The land and mill are sold to Wakem, who proposes that Tulliver be retained as manager. This is regarded as a reasonable proposition by the aunts and uncles, although Tom protests against it. But when the time comes that Tulliver is able to move out of his room, he still knows nothing of this. Tom and Maggie and Luke go to his room to prepare him for the shock of finding that he is bankrupt. Mr. Tulliver is still planning a way out, but Tom tells him that everything is settled "for the present." Luke tries to show sympathy by saying that Tulliver would have paid everybody if he could. Tulliver then realizes he is ruined. When he calms down, he wishes to know what has happened, and Tom tells him that everything is sold. When Mr. Tulliver comes downstairs, the bareness of the rooms brings the fact home to him. He receives Tom's assurance that Moss's note was burnt and leafs through the family Bible thinking of the old times. When his wife comes in lamenting her condition, he promises to make amends any way he can. Tom tries to silence his mother, but she tells Mr. Tulliver that Wakem owns the mill and that she wants him to give in and be Wakem's manager. Tulliver says the world has been "too many" for him and wearily agrees.

Analysis

The basic failure of the Dodsons is seen again to be their failure to consider the needs of individual men. Tulliver's hatred of Wakem is considered "but a feeling in Mr. Tulliver's mind, which, as neither aunts nor uncles shared it, was regarded as entirely unreasonable and childish." Tulliver's hatred is certainly unreasonable, but the consequences of it run far deeper than childishness. This his wife's relatives overlook. They still consider their own feelings. They do not wish to be embarrassed by "that too evident descent into pauperism which makes it annoying to respectable people to meet the degraded member of the family by the wayside." There are varieties of Dodsonism: Mr. Glegg and Mr. Deane are not so strict as Mrs. Glegg, but "they both of them thought Tulliver had done enough harm by his hot-tempered crotchets, and ought to put them out of the question when a livelihood was offered him." Theirs is a just opinion, but a hard one to impose on Tulliver.
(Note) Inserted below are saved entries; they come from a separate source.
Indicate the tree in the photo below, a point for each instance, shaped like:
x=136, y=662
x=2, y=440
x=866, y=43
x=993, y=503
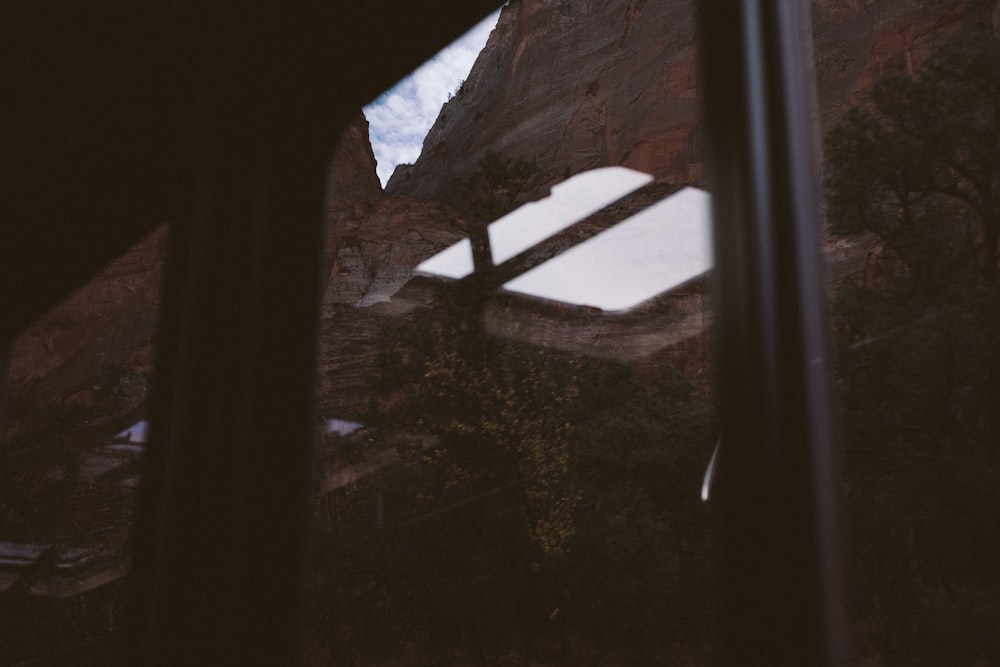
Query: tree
x=919, y=165
x=918, y=363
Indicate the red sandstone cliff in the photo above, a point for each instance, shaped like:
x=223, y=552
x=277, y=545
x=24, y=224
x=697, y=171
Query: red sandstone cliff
x=577, y=84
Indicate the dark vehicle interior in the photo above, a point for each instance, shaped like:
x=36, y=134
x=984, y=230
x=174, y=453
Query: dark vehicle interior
x=117, y=118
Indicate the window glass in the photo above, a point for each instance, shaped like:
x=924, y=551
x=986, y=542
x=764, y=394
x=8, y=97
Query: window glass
x=911, y=144
x=514, y=363
x=77, y=383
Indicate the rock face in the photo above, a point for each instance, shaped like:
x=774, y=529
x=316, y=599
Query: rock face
x=91, y=356
x=577, y=84
x=570, y=84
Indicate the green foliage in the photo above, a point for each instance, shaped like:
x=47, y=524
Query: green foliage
x=495, y=185
x=918, y=361
x=557, y=519
x=919, y=166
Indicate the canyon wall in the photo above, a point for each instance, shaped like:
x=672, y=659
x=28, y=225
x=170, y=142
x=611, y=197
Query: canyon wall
x=578, y=84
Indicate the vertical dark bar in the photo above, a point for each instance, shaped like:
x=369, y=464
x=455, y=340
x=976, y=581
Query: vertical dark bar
x=220, y=529
x=778, y=550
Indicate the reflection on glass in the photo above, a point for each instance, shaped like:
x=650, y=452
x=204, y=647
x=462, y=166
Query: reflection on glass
x=70, y=454
x=519, y=230
x=651, y=252
x=525, y=486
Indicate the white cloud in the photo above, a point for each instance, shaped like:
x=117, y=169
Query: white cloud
x=400, y=118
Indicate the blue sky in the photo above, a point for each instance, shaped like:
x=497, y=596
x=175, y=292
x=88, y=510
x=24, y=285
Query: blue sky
x=400, y=118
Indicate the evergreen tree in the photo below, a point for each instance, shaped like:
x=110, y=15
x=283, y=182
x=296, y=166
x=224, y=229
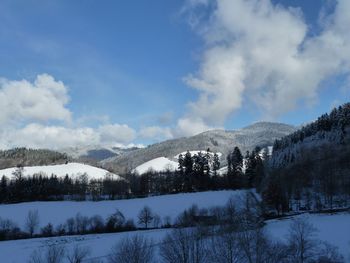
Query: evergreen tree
x=216, y=164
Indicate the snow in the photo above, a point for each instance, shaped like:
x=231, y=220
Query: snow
x=57, y=212
x=334, y=229
x=61, y=170
x=157, y=165
x=99, y=245
x=196, y=152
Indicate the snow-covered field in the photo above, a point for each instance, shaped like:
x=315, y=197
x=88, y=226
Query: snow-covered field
x=99, y=245
x=156, y=165
x=196, y=152
x=58, y=212
x=334, y=229
x=61, y=170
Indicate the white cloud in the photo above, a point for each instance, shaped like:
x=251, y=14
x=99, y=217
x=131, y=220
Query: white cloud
x=116, y=133
x=57, y=137
x=43, y=100
x=155, y=132
x=190, y=126
x=262, y=52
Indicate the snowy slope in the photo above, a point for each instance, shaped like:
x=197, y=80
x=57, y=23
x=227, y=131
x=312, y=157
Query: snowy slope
x=72, y=169
x=58, y=212
x=334, y=229
x=157, y=165
x=99, y=245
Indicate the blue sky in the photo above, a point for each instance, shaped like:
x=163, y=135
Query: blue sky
x=146, y=67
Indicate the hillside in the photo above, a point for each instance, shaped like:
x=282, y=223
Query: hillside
x=100, y=244
x=30, y=157
x=310, y=168
x=259, y=134
x=96, y=153
x=71, y=169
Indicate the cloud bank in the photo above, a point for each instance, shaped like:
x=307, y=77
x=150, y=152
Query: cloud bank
x=262, y=53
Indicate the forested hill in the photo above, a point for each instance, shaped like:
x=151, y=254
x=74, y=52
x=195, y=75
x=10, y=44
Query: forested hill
x=30, y=157
x=310, y=168
x=329, y=130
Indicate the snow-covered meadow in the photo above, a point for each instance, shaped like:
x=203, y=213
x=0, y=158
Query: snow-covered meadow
x=57, y=212
x=334, y=229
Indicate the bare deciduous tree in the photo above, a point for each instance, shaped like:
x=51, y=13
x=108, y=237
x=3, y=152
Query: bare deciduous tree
x=303, y=245
x=32, y=221
x=224, y=248
x=78, y=254
x=136, y=249
x=145, y=216
x=52, y=254
x=184, y=246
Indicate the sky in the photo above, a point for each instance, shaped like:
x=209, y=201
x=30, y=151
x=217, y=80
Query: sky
x=136, y=72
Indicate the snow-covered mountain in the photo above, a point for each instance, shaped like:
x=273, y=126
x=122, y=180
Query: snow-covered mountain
x=97, y=153
x=259, y=134
x=61, y=170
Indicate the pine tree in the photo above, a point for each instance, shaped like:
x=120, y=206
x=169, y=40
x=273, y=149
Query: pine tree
x=216, y=163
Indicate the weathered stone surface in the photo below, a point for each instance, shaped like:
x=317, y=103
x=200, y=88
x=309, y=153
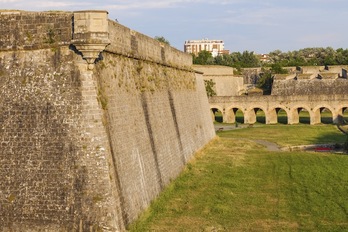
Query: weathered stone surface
x=87, y=149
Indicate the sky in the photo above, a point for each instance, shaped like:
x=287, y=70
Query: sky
x=260, y=26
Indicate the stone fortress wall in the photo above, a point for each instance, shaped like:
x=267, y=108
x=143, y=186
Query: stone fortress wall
x=318, y=80
x=226, y=84
x=312, y=89
x=95, y=120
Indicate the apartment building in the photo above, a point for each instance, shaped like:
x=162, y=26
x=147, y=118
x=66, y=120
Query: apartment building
x=216, y=47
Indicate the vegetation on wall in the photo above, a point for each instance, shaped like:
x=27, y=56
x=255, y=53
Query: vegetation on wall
x=162, y=39
x=209, y=87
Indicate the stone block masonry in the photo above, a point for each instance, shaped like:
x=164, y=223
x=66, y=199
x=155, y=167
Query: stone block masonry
x=95, y=120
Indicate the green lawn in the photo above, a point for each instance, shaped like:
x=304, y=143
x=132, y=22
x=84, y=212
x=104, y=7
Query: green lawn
x=235, y=184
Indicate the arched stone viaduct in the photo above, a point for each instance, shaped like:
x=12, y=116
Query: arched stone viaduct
x=271, y=105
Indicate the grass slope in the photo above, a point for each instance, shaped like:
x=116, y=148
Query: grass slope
x=235, y=184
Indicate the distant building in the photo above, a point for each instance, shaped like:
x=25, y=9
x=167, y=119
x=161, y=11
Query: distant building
x=216, y=47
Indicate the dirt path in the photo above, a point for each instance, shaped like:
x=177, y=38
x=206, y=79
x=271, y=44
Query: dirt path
x=270, y=146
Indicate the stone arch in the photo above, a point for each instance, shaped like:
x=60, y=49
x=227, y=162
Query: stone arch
x=250, y=116
x=273, y=115
x=231, y=114
x=340, y=116
x=317, y=114
x=294, y=114
x=215, y=109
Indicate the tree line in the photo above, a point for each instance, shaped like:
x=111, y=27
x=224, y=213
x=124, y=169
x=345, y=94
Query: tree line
x=275, y=62
x=303, y=57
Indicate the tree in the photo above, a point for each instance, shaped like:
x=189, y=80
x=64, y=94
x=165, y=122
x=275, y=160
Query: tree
x=162, y=39
x=209, y=87
x=204, y=57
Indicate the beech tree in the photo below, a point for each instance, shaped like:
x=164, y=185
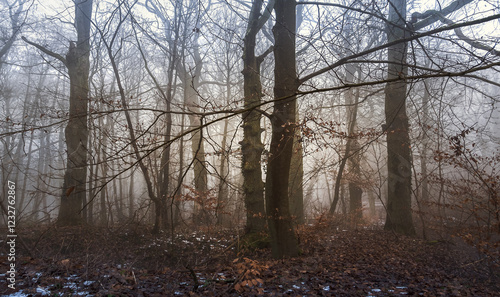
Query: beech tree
x=283, y=238
x=251, y=145
x=76, y=132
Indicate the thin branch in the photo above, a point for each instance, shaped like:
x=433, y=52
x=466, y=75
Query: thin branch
x=46, y=51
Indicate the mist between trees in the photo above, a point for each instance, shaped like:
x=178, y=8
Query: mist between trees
x=254, y=115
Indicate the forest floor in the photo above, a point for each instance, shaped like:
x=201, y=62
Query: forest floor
x=129, y=261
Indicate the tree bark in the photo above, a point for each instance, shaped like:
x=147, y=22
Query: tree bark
x=76, y=132
x=399, y=213
x=296, y=187
x=283, y=239
x=251, y=145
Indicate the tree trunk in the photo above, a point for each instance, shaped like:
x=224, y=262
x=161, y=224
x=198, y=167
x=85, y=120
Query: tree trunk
x=283, y=239
x=76, y=133
x=399, y=213
x=251, y=145
x=296, y=187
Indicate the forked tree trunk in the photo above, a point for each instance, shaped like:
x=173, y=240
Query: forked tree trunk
x=283, y=239
x=399, y=213
x=76, y=132
x=251, y=145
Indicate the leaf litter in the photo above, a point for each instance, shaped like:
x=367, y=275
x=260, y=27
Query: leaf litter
x=130, y=262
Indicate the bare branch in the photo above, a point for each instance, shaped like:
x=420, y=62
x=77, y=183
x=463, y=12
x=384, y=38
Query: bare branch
x=46, y=51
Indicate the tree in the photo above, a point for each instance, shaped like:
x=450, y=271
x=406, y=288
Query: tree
x=283, y=239
x=251, y=145
x=76, y=132
x=399, y=214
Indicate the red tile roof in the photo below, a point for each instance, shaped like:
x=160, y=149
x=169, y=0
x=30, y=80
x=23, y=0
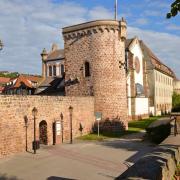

It only leads to further trouble with Wakem. Another variation of Dodsonism is Mrs. Tulliver's: she is totally self-concerned and does not bother to try to understand what it is all about. Her question is, "O dear, what have I done to deserve worse than other women?" Like Tom with Maggie, Mrs. Tulliver cannot and does not try to understand the depth of her husband's feelings.